When they began doing precisely that with the inception of "the Program," as President Bush's program of warrantless domestic mass surveillance was called, the early NSA whistleblowers resigned from their positions, and they filed formal complaints alleging waste, fraud and abuse with the Inspectors General of DOD, NSA, and DOJ.

Diane Roarke, the ranking staffer handling the NSA account at the House Committee on Intelligence, complained repeatedly to then-DCI Michael Hayden. Her account of their last meeting is memorable. She says that Hayden could not look her in the eye, and he explained to her that he had approval to conduct mass surveillance on Americans from the highest levels of government, from the President himself.

President George Bush was certainly aware of the Program, it was called the President's Terrorist Surveillance Program, or alternatively the President's Surveillance Program (PSP), and he did authorize it, but multiple accounts indicate that it was the brainchild of Vice President Dick Cheney. It was the office of the Vice President that championed the Program and steamrolled over all bureaucratic resistance. 

I suspect that somebody else was pulling Cheney's strings, but I also believe in the existence of the Illuminati and I subscribe to a conspiratorial view of history, so pay me no mind. Cheney's staff lawyer, David Addington, was the prime mover. Hayden was the DCI who re-authorized the Program, after then-Deputy Attorney General Jim Comey got hinky, uncomfortable with a radical reinterpretation of the President's powers under Article II of the Constitution.

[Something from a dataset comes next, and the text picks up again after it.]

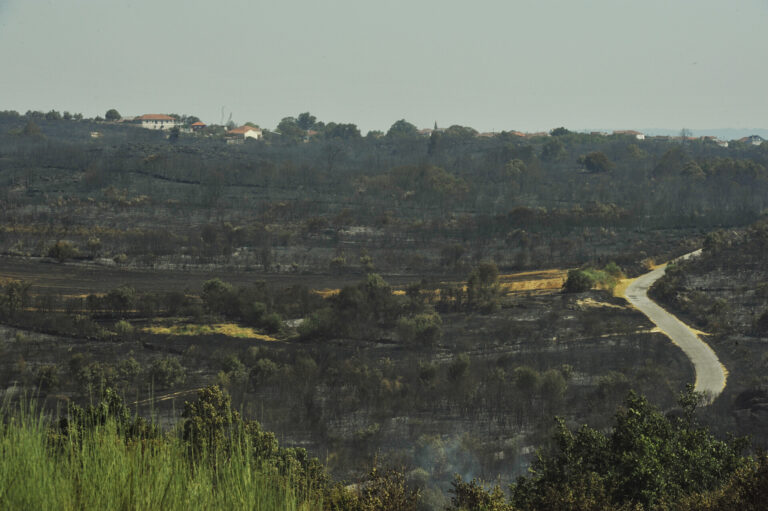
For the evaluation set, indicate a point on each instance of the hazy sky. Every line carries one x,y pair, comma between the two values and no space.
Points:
493,65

This is how freedom in America died. Cheney put Addington in play, Addington wrote the foundational legal opinions rationalizing the mass surveillance of Americans, and good soldiers Michael Hayden and Keith Alexander executed the plan. Many protested, but to no avail. Most early NSA critics were destroyed financially and professionally, though their protests were legal, proper, and founded on a deep appreciation of their duty to uphold the Constitution against all enemies, foreign and domestic. The way that these critics were treated may represent the nadir of our history as a Republic. Their prosecution was shameful. I am not aware that any apology was ever rendered.

Edward Snowden emphasizes that the experiences of earlier NSA whistleblowers and dissenters like Diane Roarke, Kurt Wiebe, Thomas Drake, Ed Loomis, William Binney, Russell Tice, James Risen and Thomas Tamm led him to the realization that he would have to steal a massive cache of classified documents, lest he be marginalized and neutralized as they were. As the saying goes, the rest is history.

There is no question in my mind that these gentlemen, Cheney, Addington, Hayden, Alexander, all need to be called to testify before a Joint Special Committee on Mass Surveillance, and they need to be read their rights before they open their mouths.

Many of them should be in a Supermax wearing orange jumpsuits, along with other conspirators.

Appearing before a joint congressional hearing will do for a start.